En 2025, le Japon a commémoré les 30 ans des attentats au gaz sarin perpétrés le 20 mars 1995 dans le métro de Tokyo par la secte religieuse Aum Shinrikyô (ci-après, Aum) faisant 14 morts et plus de 6 000 blessés. Le gourou d’Aum, Asahara Shôkô, a été arrêté en mai 1995 puis exécuté en juillet 2018. Dans son nouveau livre « Pourquoi l’attaque au gaz sarin du métro n’a-t-elle pas pu être évitée ? » (Chikatetsu sarin jiken wa naze fusegenakatta no ka), Kakimi Takashi examine les actions policières entourant la secte.
À l’époque des attaques, j’étais reporter dans un tabloïd. Lors d’une interview, un officier ayant participé à l’enquête sur la secte m’avait confié : « Aum nous a pris de vitesse. » En effet, la police prévoyait une descente majeure dans une installation située dans la préfecture de Yamanashi le 22 mars. Deux jours avant cette date, Aum libérait du gaz sarin dans le métro de Tokyo (vraisemblablement afin de détourner l’attention).
Kakimi dirigeait alors le Bureau des affaires criminelles de l’Agence nationale de la police (NPA), ce qui faisait de lui le plus haut responsable de l’enquête. Comme il le révèle dans son ouvrage, six membres d’Aum étaient infiltrés au sein de la police métropolitaine de Tokyo. Il n’est donc pas exclu que la secte ait été avertie de la descente imminente.
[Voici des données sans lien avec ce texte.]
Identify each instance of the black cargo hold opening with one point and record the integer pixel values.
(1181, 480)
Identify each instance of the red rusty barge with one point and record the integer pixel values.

L’officier rencontré m’avait également affirmé que les attaques avaient été déclenchées lorsque Aum avait appris que la police allait intervenir, et qu’elles n’étaient donc ni prévisibles ni évitables. Mais j’ai toujours eu des doutes quant à cette version…
Des tests de laboratoire détectent du sarin
Le livre de Kakimi contient plusieurs révélations. En juin 1994, soit l’année précédant les attaques de Tokyo, Aum avait déjà perpétré une attaque au sarin dans une zone résidentielle de la ville de Matsumoto, faisant sept morts. Après cet incident, la police de Nagano s’était obstinée à soupçonner un habitant du quartier, ce qui avait considérablement retardé l’exploration d’autres pistes. Le directeur de la police préfectorale de Nagano avait pourtant transmis à Kakimi un rapport différent. Début août, les enquêteurs ont découvert qu’un juge du tribunal de la préfecture de Nagano (chargé d’une affaire civile impliquant Aum) figurait parmi les victimes. Ils avaient également appris qu’un membre de la secte avait acheté des produits chimiques permettant de fabriquer du sarin.
C’est également à cette période que la police de Kanagawa a mis la main sur une publication interne d’Aum, antérieure à l’attaque de Matsumoto, dans laquelle il était fait mention de cette substance. Elle enquêtait aussi sur la disparition de l’avocat Sakamoto Tsutsumi, critique virulent d’Aum, ainsi que de sa femme et de leur fils en octobre 1989 (tous trois seront plus tard retrouvés morts). Kakimi affirme que c’est à ce moment-là que la NPA prit conscience du danger que représentait réellement Aum.
Quand la police a-t-elle réellement établi le lien entre la secte et le sarin ? Fin septembre 1994, la police de Kanagawa signala à la NPA une plainte concernant des émanations toxiques ayant fait mourir la végétation autour d’un site d’Aum à Yamanashi.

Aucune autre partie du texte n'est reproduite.